Commissioned in 1701 by King Frederick I of Prussia for a palace in Berlin, the Amber Room was carved from tens of thousands of pieces of East Prussian amber scooped with nets from the Baltic Sea and considered to be 12 times more valuable than gold. Frederick I's successor, the Soldier King Frederick William I, had no use for budget-draining frivolities, and, knowing that Russia's Peter I loved amber, presented the room to him. Scott-Clark and Levy describe the trip to St. Petersburg, where the panels arrived chipped and broken in 1717, not to be assembled for another 26 years. Eventually, the Amber Room made its way to the Catherine Palace in Tsarskoye Selo. And there it remained for almost 200 years, dazzling visitors both before and after the Russian Revolution. Some considered it the eighth wonder of the world.

The order to evacuate Leningrad's treasures was issued by the city's executive committee on June 22, 1941. The Nazis had invaded the Soviet Union at 4:00 that morning, and it was calculated that they would reach Leningrad within weeks. Collections from the city's museums and palaces had to be saved. Scott-Clark and Levy movingly describe the curators packing around the clock under Kuchumov's command, leaning over the crates until their noses began to bleed. On June 30, 1941, Kuchumov set out for Siberia along with 17 train cars of precious objects, leaving the legendary Amber Room behind. Having deemed the panels too fragile to move, the curator had covered the walls with sheets of gauze and cotton padding, then redecorated the room with coarse hessian strips.

However, hopes that the Germans would think it just another empty room proved short-lived. Almost immediately after arriving on Sept. 17, a unit skilled in the looting of art removed the panels from the walls and took them to the Koenigsberg Castle in East Prussia, where they vanished for good when the city fell to the Red Army in April 1945. The Amber Room became one of the greatest unsolved mysteries of World War II, and was consistently pointed to by successive Soviet regimes (as well as at the Nuremberg trials) as a symbol of national loss. Its value is estimated at $250 million.

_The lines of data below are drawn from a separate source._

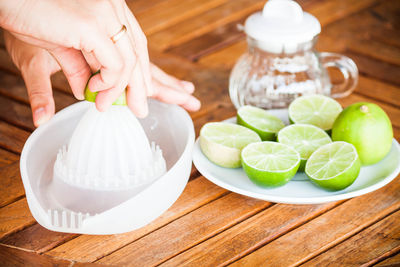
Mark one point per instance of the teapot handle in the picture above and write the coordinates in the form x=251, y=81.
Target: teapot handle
x=347, y=67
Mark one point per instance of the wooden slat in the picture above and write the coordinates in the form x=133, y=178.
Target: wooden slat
x=377, y=69
x=225, y=58
x=209, y=20
x=379, y=90
x=329, y=11
x=15, y=217
x=16, y=113
x=209, y=42
x=225, y=35
x=219, y=113
x=365, y=247
x=16, y=257
x=248, y=235
x=36, y=238
x=197, y=193
x=327, y=230
x=391, y=261
x=376, y=50
x=187, y=231
x=12, y=138
x=138, y=6
x=165, y=13
x=393, y=112
x=11, y=187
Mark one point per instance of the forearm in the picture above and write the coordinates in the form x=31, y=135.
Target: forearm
x=11, y=11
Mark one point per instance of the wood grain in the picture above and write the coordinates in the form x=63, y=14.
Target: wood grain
x=187, y=231
x=391, y=261
x=12, y=257
x=248, y=235
x=15, y=217
x=209, y=20
x=197, y=193
x=164, y=14
x=379, y=90
x=16, y=113
x=11, y=187
x=198, y=41
x=12, y=138
x=336, y=225
x=366, y=247
x=13, y=87
x=36, y=238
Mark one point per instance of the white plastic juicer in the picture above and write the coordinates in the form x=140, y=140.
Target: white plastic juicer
x=107, y=178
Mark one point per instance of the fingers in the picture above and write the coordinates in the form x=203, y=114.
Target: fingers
x=140, y=45
x=75, y=68
x=40, y=96
x=136, y=96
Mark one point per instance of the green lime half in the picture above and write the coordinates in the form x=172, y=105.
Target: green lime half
x=222, y=142
x=334, y=166
x=91, y=96
x=260, y=121
x=318, y=110
x=270, y=164
x=304, y=138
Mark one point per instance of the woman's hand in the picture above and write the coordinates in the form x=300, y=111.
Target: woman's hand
x=77, y=34
x=37, y=65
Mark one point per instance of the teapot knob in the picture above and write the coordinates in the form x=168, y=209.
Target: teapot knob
x=283, y=10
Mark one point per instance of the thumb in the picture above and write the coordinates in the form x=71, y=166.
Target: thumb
x=40, y=96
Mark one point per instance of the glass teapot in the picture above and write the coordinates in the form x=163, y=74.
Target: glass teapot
x=281, y=62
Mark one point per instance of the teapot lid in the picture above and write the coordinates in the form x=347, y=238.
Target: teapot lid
x=281, y=26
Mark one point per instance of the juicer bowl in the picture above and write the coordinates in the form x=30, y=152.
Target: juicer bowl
x=65, y=208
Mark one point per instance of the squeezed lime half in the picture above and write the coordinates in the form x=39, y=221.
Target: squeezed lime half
x=334, y=166
x=304, y=138
x=270, y=164
x=222, y=142
x=260, y=121
x=318, y=110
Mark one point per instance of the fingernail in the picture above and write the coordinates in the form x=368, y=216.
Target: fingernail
x=40, y=116
x=189, y=87
x=195, y=104
x=143, y=111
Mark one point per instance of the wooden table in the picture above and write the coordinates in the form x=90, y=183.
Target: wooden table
x=208, y=225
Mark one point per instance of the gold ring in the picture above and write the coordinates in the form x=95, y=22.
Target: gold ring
x=118, y=35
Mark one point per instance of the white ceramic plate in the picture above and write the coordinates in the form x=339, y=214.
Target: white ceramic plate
x=299, y=190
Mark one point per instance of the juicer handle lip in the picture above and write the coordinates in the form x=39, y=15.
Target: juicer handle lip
x=347, y=67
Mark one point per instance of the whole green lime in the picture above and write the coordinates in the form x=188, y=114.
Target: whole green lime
x=368, y=128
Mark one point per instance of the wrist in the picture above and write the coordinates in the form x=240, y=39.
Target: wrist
x=11, y=11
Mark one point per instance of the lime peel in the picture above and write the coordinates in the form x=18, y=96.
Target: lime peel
x=260, y=121
x=222, y=142
x=270, y=176
x=339, y=171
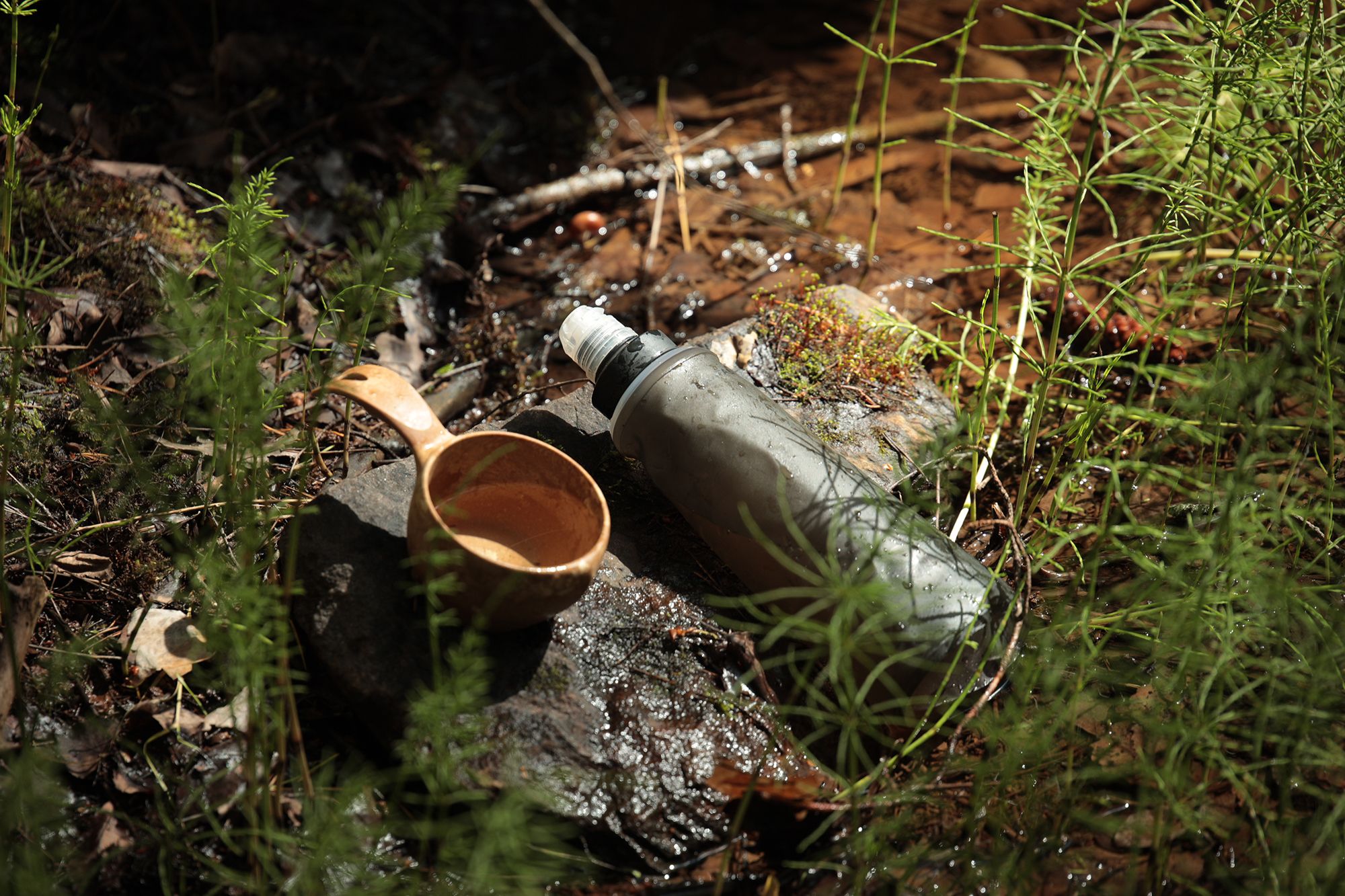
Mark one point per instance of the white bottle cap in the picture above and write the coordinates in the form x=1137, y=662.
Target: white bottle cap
x=588, y=335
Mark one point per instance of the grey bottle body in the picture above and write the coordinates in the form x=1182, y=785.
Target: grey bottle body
x=722, y=451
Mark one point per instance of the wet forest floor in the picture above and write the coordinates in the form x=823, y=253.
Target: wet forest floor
x=1087, y=766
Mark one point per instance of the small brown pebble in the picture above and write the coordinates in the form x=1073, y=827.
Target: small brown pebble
x=588, y=222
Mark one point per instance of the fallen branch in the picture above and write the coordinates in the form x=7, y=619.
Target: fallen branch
x=720, y=161
x=24, y=607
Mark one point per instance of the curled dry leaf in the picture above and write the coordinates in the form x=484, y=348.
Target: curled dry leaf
x=110, y=833
x=81, y=564
x=180, y=719
x=163, y=639
x=232, y=715
x=84, y=748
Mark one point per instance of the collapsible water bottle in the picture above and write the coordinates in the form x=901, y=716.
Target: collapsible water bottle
x=773, y=501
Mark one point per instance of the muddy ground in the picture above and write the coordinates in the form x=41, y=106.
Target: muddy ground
x=146, y=106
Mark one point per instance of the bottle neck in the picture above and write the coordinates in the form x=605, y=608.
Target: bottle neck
x=622, y=365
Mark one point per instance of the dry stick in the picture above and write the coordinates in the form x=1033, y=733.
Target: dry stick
x=789, y=155
x=24, y=607
x=983, y=466
x=765, y=153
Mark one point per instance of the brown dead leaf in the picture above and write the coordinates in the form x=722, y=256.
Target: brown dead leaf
x=1091, y=715
x=84, y=747
x=806, y=791
x=232, y=715
x=163, y=639
x=110, y=831
x=1188, y=865
x=81, y=564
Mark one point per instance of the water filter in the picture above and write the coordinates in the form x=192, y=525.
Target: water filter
x=774, y=502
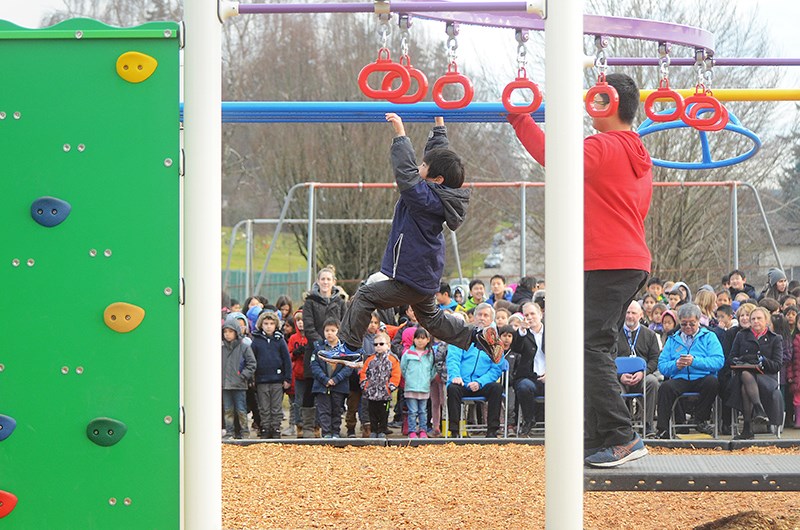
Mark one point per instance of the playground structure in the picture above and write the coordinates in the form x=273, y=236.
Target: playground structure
x=157, y=481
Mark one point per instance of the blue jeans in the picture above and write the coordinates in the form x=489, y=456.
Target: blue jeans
x=417, y=408
x=235, y=402
x=526, y=391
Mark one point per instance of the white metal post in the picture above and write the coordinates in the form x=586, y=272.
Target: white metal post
x=202, y=258
x=564, y=265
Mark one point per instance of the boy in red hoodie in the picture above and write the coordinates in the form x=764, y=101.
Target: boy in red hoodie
x=618, y=185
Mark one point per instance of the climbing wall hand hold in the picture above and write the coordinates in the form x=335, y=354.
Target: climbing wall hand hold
x=7, y=426
x=105, y=431
x=123, y=317
x=8, y=501
x=135, y=67
x=49, y=211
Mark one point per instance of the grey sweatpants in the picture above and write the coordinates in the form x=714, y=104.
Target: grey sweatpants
x=391, y=293
x=270, y=405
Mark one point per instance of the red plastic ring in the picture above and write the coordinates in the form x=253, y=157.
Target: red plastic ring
x=721, y=118
x=452, y=77
x=415, y=74
x=613, y=100
x=664, y=93
x=693, y=104
x=522, y=83
x=384, y=64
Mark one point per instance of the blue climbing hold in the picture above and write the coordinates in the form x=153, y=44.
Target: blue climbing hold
x=49, y=211
x=7, y=426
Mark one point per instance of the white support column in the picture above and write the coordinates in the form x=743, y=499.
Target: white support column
x=202, y=258
x=564, y=265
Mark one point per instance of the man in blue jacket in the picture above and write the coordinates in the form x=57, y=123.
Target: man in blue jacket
x=431, y=195
x=689, y=362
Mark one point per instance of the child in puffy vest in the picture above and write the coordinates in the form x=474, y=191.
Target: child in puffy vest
x=417, y=368
x=379, y=377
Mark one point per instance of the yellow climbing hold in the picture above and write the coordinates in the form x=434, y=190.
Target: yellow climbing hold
x=123, y=317
x=135, y=67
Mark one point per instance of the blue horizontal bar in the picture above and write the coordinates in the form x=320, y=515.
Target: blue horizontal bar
x=357, y=112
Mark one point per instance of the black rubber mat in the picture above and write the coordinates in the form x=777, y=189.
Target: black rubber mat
x=729, y=472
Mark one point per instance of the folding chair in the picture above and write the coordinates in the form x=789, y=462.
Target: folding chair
x=631, y=365
x=693, y=396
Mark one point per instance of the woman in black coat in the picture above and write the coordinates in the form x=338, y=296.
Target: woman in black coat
x=753, y=389
x=326, y=300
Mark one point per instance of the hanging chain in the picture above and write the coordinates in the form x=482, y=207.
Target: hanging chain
x=663, y=59
x=383, y=30
x=404, y=22
x=600, y=59
x=521, y=36
x=452, y=44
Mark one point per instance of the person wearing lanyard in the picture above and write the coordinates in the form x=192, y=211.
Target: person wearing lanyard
x=690, y=360
x=637, y=340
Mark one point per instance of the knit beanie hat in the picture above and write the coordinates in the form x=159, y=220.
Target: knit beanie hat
x=774, y=275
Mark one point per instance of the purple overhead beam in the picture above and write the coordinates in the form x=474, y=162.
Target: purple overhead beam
x=507, y=15
x=686, y=61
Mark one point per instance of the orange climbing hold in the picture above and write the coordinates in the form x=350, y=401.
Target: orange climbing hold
x=123, y=317
x=135, y=67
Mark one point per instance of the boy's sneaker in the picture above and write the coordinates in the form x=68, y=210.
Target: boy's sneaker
x=489, y=340
x=618, y=454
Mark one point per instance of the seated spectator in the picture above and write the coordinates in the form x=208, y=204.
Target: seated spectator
x=524, y=291
x=689, y=362
x=655, y=287
x=655, y=317
x=648, y=303
x=638, y=341
x=472, y=372
x=738, y=284
x=724, y=298
x=501, y=316
x=777, y=285
x=500, y=291
x=724, y=315
x=669, y=323
x=770, y=304
x=477, y=294
x=443, y=298
x=529, y=369
x=755, y=361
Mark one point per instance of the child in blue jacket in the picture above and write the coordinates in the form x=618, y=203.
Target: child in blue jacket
x=331, y=381
x=416, y=365
x=273, y=373
x=430, y=195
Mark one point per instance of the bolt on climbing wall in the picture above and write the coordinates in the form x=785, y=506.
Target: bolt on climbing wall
x=89, y=275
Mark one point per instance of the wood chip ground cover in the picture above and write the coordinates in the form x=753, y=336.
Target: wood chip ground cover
x=463, y=487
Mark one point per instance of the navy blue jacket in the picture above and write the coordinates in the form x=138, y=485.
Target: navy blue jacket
x=414, y=253
x=273, y=364
x=320, y=369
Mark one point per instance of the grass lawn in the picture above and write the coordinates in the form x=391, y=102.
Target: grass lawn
x=285, y=258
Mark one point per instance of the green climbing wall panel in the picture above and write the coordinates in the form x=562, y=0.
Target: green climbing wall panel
x=100, y=153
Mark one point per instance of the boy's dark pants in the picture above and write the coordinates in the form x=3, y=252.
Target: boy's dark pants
x=607, y=294
x=378, y=415
x=391, y=293
x=329, y=409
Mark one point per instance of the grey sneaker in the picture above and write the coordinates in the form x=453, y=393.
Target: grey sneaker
x=618, y=454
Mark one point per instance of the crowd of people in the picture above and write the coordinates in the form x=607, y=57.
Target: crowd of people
x=729, y=343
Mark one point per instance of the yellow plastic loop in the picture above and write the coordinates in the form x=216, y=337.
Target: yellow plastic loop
x=135, y=67
x=123, y=317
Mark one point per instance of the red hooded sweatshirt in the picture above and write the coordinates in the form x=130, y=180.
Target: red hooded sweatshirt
x=618, y=185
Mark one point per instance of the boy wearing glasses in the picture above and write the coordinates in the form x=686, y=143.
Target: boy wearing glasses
x=618, y=185
x=431, y=195
x=379, y=378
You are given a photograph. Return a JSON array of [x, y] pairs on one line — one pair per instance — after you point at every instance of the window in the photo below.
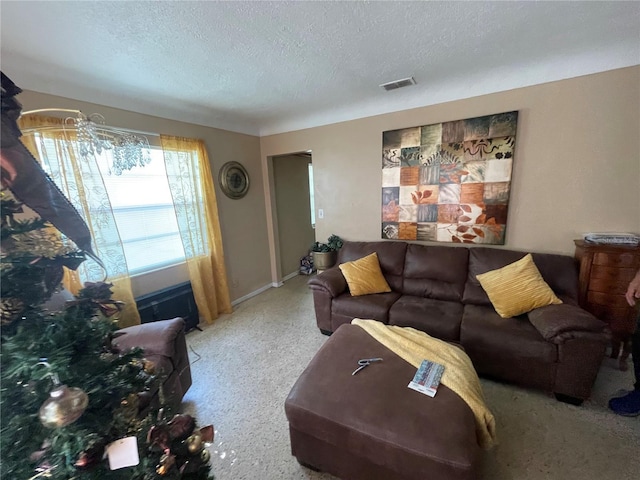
[[143, 208]]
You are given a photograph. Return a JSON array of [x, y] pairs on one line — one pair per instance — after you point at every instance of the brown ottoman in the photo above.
[[371, 426]]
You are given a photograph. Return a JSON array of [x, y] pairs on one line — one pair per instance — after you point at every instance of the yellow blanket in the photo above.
[[459, 375]]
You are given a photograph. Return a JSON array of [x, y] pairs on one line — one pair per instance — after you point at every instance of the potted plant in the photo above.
[[326, 254]]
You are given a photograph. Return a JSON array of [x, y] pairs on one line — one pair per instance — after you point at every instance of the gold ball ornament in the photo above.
[[195, 443], [166, 462], [63, 407]]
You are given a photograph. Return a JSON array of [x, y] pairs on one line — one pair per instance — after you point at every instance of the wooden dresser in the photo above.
[[605, 273]]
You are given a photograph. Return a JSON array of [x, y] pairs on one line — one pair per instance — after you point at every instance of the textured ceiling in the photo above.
[[269, 67]]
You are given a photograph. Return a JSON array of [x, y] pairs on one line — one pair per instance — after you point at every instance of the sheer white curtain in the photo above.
[[81, 181]]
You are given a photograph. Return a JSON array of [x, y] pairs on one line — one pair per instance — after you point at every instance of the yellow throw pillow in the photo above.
[[364, 276], [517, 288]]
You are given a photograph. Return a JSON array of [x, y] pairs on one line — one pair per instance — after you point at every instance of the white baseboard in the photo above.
[[290, 276], [252, 294], [262, 289]]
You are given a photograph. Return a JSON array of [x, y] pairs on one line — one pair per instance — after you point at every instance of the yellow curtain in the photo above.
[[81, 182], [194, 199]]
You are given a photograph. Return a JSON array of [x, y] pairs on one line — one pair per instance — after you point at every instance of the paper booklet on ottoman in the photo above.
[[370, 426]]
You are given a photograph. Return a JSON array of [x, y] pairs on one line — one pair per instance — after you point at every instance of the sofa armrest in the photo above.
[[332, 281], [155, 338], [559, 323]]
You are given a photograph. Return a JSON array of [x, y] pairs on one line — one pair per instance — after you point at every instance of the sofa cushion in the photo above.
[[557, 322], [364, 276], [511, 350], [390, 255], [435, 272], [517, 288], [438, 318], [375, 306]]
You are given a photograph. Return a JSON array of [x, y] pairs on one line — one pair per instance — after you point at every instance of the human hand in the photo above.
[[633, 291]]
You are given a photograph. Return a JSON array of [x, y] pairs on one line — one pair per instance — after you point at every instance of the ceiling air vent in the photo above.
[[405, 82]]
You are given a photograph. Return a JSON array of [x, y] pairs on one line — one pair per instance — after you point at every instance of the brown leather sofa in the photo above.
[[558, 348], [165, 346]]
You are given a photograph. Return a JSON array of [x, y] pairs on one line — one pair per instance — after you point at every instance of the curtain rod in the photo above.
[[79, 112]]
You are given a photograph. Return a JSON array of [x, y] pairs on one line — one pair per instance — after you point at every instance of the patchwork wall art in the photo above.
[[449, 182]]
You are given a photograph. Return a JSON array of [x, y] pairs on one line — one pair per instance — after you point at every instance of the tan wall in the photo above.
[[291, 181], [243, 222], [576, 164]]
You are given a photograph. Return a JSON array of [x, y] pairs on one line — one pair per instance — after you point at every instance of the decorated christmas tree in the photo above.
[[69, 398]]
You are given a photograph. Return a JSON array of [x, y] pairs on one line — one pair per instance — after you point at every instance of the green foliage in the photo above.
[[334, 243], [76, 345]]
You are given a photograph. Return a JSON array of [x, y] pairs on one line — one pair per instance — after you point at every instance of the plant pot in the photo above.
[[324, 260]]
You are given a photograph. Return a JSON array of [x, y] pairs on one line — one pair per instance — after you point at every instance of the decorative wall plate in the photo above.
[[234, 180]]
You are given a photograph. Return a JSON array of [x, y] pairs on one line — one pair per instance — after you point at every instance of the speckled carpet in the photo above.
[[244, 365]]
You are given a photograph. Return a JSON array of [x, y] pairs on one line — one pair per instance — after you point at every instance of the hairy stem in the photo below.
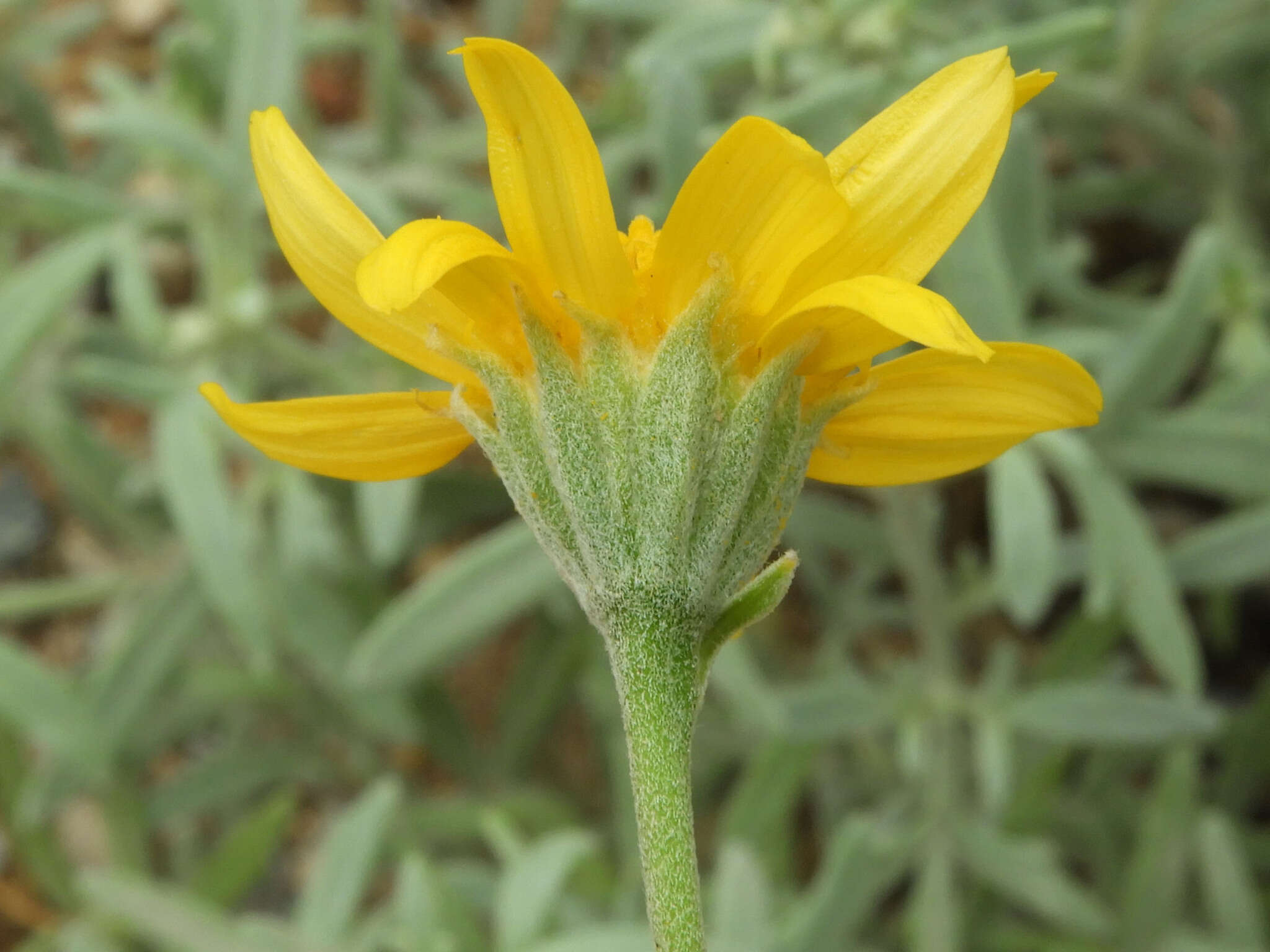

Scott-Clark and Levy's dogged detective work draws on 12 crates of new Russian files, including many letters and diaries; more than 18,000 pages of East German Stasi material that recently surfaced in Berlin; and interviews with more than 100 eyewitnesses in Germany and Russia. All their research led them to the conclusion that, while the Nazis did loot the Amber Room in 1941, the Red Army accidentally destroyed it after the fall of Koenigsberg four years later.

If the authors' conclusions are correct, they constitute a severe embarrassment for the Russian government, which is currently lobbying to have its own debts to the former East Germany dropped on the grounds that Germany owes Russia far more. The Russians are also holding out on returning to Germany an unknown number of art objects, including the Trojan gold now at the Pushkin Museum of Fine Arts, and 346 drawings from the Bremen Kunsthalle. Meanwhile, on May 31, 2003, Russian President Vladimir Putin inaugurated a reconstructed Amber Room in the Catherine Palace, built with a total of $6 million apiece from Germany and Russia.

In the midst of unravelling the truth, Scott-Clark and Levy intersperse their efforts with informative pages on the history of amber, revealing insights into the deviant megalomania of the KGB and Stasi, and descriptions of the frustrating bureaucracy that persists in Russia's libraries and archives. This rounds out the corners of the story they tell, though the haphazard organization makes for a repetitive, and often tedious, read.

Scott-Clark and Levy go further than ever before in describing the Soviet Union's cover-up of the probable true fate of the Amber Room; however, they do not prove their argument incontrovertibly, and treasure hunters will continue their search. Even if their proof were undeniable, it seems more than likely the Russians would find a way of putting the Germans to blame. For, as Mikhail Piotrovsky, director of the State Hermitage Museum, said when asked about the book's conclusions, "Most importantly, the destruction of the Amber Room during the Second World War is the fault of the people who started the war."

Nina Lobanov-Rostovsky is a freelance writer and lecturer living in London.